L’Humanité, 9 janvier 2014, par Jean-Claude Lebrun
Jean-Yves Masson : Retour à Goethe
Cet automne, des romans évoquaient les grandes figures de la littérature, en empruntant les voies de la fiction biographique. Villon, Hugo, Céline, Rimbaud furent ainsi l’objet d’approches qui, d’une certaine manière, les réinventaient. Sans compter le Jason Murphy de Paul Fournel, Kerouac de l’ombre tout droit sorti de l’imagination féconde de l’auteur oulipien. Jean-Yves Masson, poète, romancier, traducteur, fin connaisseur des lettres allemandes, a choisi de se tourner vers Goethe. Il explicite sa motivation d’écriture par l’entremise d’une citation de Walter Benjamin discrètement placée en toute fin de volume : « Il y a un rendez-vous mystérieux entre les générations défuntes et celle dont nous faisons partie nous-mêmes. Nous avons été attendus sur terre. » Sa rencontre avec « l’Olympien » se présente comme une étincelante représentation du rapport fertile entre l’art et la vie.
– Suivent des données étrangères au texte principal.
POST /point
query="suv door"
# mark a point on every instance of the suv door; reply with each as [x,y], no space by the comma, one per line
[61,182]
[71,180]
Pour découvrir l’origine cachée de l’entreprise, il faut aller dans le tome trois des Entretiens de Goethe avec Eckermann. À la date du 1er mai 1825, celui-ci indique qu’il aime se promener dans la campagne et pratiquer le tir à l’arc avec un certain Doolan, un jeune Anglais fortuné venu à Weimar, la « Nouvelle Athènes » de l’époque, pour y parfaire ses connaissances. Jean-Yves Masson tient là son narrateur. Quelques semaines auparavant, dans la nuit du 21 au 22 mars, la cité grand-ducale assistait à l’incendie du théâtre fondé par Goethe en 1791. C’est le commencement du récit de Robert Doolan et de la fable de Jean-Yves Masson. À la fois plongée dans l’univers goethéen et comblement de supposés « blancs » laissés par Eckermann dans ses Entretiens. Car le grand homme, n’ayant de cesse de voir son théâtre renaître de ses cendres, veut faire de cette résurrection le début d’une ère nouvelle dans l’ordre des arts et de la pensée. En attendant que s’élève un nouveau bâtiment, c’est dans sa propre maison qu’a lieu la première manifestation du nouveau théâtre, une version de chambre de la Flûte enchantée. Pour l’inventeur de la « poésie de circonstance », infiniment plus qu’une simple représentation privée. N’avait-il pas lui-même écrit et composé une Continuation,restée dans ses tiroirs, de l’opéra de Mozart, son frère en maçonnerie ? On se rappelle qu’il en avait appelé, dans le prologue de Faust, à la force de l’esprit pour aider à percer le secret de toute vie. Il se livre maintenant à une lecture inattendue de la création mozartienne. Tamino, Pamina, Papagano, Papagena : de cette constellation d’apparence hétéroclite, il démontre en effet l’unité organique. Ils sont les facettes d’un seul et même être. Ce qui fait la grandeur singulière de l’œuvre, c’est sa capacité à montrer le jeu complexe qui se noue entre elles. En chacun. La démonstration est magistrale. L’art se présente ici comme une vision supérieure, éclairée et libératrice, de la vie.
Le récit de Doolan montre simultanément Goethe dans son quotidien, lui-même littéralement ajusté à la hauteur de sa réflexion. Une combinaison de simplicité et d’exigence, de liberté et de règles précises. Un exemple proposé à la première génération du XXIe siècle ? En tout cas un sujet à méditer au bout de ce livre merveilleusement cultivé, d’une considérable richesse de sens. Le soir de la Flûte enchantée, les invités voient leur hôte arborer la Légion d’honneur remise par Napoléon en 1808. En hommage à l’esprit des Lumières qui se continue par lui. Et qui ici vit encore.